En este 2018 tuvimos buen campeonato. Llegamos nuevamente a cuartos de final. El equipo estaba bien, tenía mucha confianza en lo que podíamos hacer, me sentía con ganas de ganar, con ganas de tener la pelota en mis pies y de darle a mi equipo lo que esperaban de mí. Siento que ese domingo les dejé mi mejor versión, la Mari que querían ver. Disputé cada pelota como si fuera la última, sin saber que en realidad era la última pelota que iba a disputar este año. Mi cuerpo resistió varios golpes durante los setenta y algunos minutos que duró el partido, pero luego llegó la fractura. Una de mis costillas se había quebrado y me dejó sin la posibilidad de jugar el partido de vuelta. La tristeza, la impotencia, el enojo, me invadieron por completo, me dolía más el pecho por la angustia que sentía que por la fractura misma. Fueron semanas difíciles en las que no encontraba explicación, ya sabía que no iba a poder estar adentro de la cancha en ese partido tan importante, pero sí podía acompañar y apoyar a mi equipo desde el lugar que me estaba tocando.
Llegó el domingo y el partido de vuelta, yo afuera muriendo por dentro, pero mostrándome entera para apoyar y alentar a mi equipo. Salimos a jugar, y digo “salimos” porque yo siento que jugué y corrí al lado de mis compañeras en cada pelota. Pasaron diez minutos de juego y otra fractura dejaba afuera a una amiga, uno de los pilares de Fusión y como equipo sentimos el nuevo golpe. El partido tenía que continuar, las chicas adentro de la cancha lo intentaron todo, pero el resultado no nos acompañó. Nos quedamos afuera, pero esta vez con un sabor diferente, un sabor amargo por la manera en la que perdimos. Merecíamos seguir, no dejar el campeonato así.
Se me terminó el fútbol por este 2018. No fue de la mejor manera ni la que hubiera elegido, pero seguramente fue así porque la pelota todavía guarda algo para mí.
Es tanto lo que me genera jugar al fútbol, estar adentro o afuera de la cancha como simpatizante o como hinchada, es tanto lo que me apasiona correr atrás de una pelota. Siento que soy una fanática del buen juego, me gusta y disfruto ver buen fútbol, de ver jugadoras que bailan con la pelota en los pies, que tienen una pegada diferente, que tienen ese plus, que juegan distinto y que lo hacen con el corazón, dándolo todo por su equipo.

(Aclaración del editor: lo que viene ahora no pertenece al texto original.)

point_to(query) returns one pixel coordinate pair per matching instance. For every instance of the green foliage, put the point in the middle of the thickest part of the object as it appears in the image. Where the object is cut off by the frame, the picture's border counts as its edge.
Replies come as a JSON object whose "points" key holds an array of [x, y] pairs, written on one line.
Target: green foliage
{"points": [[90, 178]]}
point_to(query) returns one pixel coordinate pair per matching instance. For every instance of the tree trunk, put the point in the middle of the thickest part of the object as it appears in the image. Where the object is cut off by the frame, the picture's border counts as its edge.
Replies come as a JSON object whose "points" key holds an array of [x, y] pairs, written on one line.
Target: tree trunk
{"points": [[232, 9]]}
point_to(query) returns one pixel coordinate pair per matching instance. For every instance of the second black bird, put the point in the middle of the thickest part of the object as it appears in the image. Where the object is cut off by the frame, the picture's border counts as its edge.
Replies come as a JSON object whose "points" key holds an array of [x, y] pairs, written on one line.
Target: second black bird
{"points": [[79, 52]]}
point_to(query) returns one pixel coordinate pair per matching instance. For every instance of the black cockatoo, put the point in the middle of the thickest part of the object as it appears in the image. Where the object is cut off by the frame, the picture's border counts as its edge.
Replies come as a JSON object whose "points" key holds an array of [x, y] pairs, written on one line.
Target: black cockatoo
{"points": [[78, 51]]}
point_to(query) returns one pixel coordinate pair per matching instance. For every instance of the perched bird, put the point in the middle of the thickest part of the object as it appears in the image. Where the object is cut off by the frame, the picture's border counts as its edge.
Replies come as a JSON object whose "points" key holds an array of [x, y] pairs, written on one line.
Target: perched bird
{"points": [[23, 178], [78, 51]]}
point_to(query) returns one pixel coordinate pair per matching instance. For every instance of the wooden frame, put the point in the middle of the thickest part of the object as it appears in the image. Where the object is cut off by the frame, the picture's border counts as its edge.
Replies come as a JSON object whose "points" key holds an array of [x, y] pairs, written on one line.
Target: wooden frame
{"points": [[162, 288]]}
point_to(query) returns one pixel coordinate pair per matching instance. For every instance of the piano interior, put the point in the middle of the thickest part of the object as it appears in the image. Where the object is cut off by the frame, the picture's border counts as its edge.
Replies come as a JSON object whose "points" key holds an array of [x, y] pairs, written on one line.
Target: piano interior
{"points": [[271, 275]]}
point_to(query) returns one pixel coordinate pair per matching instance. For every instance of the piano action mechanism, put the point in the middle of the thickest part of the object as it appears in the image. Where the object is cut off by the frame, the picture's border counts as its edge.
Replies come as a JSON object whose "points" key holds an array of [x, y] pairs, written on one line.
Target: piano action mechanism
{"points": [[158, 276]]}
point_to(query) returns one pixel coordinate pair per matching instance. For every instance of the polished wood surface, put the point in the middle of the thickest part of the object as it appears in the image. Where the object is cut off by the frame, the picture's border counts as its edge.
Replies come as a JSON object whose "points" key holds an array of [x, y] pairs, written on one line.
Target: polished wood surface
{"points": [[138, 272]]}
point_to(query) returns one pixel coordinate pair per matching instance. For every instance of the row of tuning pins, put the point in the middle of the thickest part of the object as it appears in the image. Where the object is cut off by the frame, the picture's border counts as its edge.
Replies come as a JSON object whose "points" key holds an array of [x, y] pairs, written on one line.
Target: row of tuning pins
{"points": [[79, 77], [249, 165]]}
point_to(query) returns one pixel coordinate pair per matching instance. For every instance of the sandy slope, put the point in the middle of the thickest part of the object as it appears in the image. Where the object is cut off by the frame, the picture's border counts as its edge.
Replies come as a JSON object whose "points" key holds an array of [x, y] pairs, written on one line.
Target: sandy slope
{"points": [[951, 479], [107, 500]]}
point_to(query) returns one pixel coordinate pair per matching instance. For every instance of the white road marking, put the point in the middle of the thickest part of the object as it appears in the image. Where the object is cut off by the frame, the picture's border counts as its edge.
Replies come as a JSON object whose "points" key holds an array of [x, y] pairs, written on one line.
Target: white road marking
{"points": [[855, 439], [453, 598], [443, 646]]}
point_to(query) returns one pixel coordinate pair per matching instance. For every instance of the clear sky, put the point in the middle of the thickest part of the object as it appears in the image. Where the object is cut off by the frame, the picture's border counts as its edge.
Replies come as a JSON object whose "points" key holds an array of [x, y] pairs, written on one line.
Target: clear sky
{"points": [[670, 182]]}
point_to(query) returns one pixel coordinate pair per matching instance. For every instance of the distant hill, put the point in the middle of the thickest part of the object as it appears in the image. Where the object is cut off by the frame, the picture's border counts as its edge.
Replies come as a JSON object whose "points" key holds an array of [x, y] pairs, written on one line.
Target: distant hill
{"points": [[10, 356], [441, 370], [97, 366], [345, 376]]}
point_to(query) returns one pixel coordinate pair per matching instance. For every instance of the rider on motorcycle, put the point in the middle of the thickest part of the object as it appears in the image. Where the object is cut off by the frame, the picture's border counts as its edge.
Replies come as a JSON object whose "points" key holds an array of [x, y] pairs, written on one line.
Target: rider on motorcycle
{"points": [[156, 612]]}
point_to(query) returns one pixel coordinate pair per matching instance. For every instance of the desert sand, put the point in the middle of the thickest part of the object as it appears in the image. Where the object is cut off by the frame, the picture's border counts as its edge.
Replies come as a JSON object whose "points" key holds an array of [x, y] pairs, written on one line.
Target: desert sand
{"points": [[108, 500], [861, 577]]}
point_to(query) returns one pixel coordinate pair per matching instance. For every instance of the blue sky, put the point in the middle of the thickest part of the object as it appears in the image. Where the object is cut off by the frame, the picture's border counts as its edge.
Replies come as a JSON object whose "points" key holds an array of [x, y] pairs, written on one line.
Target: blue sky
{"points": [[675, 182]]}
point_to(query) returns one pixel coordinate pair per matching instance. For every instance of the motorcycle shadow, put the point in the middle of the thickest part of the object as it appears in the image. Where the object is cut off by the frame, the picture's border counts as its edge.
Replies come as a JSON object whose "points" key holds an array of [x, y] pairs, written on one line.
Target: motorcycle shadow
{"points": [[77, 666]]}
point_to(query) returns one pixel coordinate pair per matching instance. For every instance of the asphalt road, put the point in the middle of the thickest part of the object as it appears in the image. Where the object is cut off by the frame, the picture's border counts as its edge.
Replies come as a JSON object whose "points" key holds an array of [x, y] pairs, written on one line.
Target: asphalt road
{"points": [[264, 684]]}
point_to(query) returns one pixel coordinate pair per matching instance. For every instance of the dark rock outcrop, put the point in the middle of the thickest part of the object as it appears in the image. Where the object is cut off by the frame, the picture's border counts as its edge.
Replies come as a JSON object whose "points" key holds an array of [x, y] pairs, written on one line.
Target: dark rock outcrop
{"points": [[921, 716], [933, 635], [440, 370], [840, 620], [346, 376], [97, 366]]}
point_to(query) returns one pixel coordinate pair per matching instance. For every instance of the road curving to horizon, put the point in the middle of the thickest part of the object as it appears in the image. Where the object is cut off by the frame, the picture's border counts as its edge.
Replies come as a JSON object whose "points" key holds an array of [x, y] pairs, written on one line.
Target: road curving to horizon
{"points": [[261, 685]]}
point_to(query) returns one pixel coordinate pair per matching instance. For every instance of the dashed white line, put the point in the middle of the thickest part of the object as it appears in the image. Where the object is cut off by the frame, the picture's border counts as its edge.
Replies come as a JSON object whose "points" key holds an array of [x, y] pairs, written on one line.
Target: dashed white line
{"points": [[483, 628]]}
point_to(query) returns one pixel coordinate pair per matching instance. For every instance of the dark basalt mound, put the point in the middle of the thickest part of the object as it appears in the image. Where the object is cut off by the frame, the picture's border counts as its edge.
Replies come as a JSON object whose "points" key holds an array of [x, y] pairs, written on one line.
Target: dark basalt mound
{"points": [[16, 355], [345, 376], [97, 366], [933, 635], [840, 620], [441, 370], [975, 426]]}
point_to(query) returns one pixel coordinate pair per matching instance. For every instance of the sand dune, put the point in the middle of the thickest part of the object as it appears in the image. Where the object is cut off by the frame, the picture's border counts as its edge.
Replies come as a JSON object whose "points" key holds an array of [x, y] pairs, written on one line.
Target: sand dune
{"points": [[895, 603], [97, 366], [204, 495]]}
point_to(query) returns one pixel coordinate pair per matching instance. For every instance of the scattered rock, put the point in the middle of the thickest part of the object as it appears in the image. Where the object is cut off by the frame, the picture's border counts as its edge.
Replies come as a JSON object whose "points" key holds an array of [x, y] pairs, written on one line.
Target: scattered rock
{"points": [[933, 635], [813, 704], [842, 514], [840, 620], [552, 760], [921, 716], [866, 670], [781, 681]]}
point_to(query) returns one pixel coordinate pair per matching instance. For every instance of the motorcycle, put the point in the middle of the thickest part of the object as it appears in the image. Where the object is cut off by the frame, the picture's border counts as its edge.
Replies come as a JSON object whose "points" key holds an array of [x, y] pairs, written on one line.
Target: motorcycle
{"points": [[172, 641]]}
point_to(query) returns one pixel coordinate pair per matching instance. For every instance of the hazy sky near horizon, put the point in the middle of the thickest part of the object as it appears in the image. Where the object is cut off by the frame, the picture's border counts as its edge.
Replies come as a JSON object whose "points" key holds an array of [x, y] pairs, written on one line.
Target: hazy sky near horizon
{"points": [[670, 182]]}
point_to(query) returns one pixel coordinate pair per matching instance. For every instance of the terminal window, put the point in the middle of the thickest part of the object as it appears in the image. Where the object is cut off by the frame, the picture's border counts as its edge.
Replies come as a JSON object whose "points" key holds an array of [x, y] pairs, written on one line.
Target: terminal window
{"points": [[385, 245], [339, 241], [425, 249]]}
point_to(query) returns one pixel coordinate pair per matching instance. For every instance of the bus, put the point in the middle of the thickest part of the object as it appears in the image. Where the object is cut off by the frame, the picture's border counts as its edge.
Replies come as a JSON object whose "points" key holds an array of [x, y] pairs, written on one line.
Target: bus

Muchos no entienden por qué un partido que no es de mi equipo me genera ese estado de nerviosismo, de ansiedad, como si yo fuera a jugar, y la verdad es que la única respuesta que encuentro es que no me importa qué color tenga la camiseta de determinada jugadora o de un equipo, pero si me cautiva su juego y me emociona lo que hace con la pelota, yo estoy ahí esperando que convierta para gritar su gol. “Cómo podés gritar un gol así de ese equipo”, me preguntan y la verdad es que sólo lo siento. Soy una amante del buen fútbol y amo que la pelota me haga sentir.
Ojalá todos tuvieran unos papás como los míos, que dejaron de lado los prejuicios y me regalaron la posibilidad de conocer que la vida es más bonita jugando al fútbol.
*Por Marianela Ponce, del libro “Miralas Gambetear”.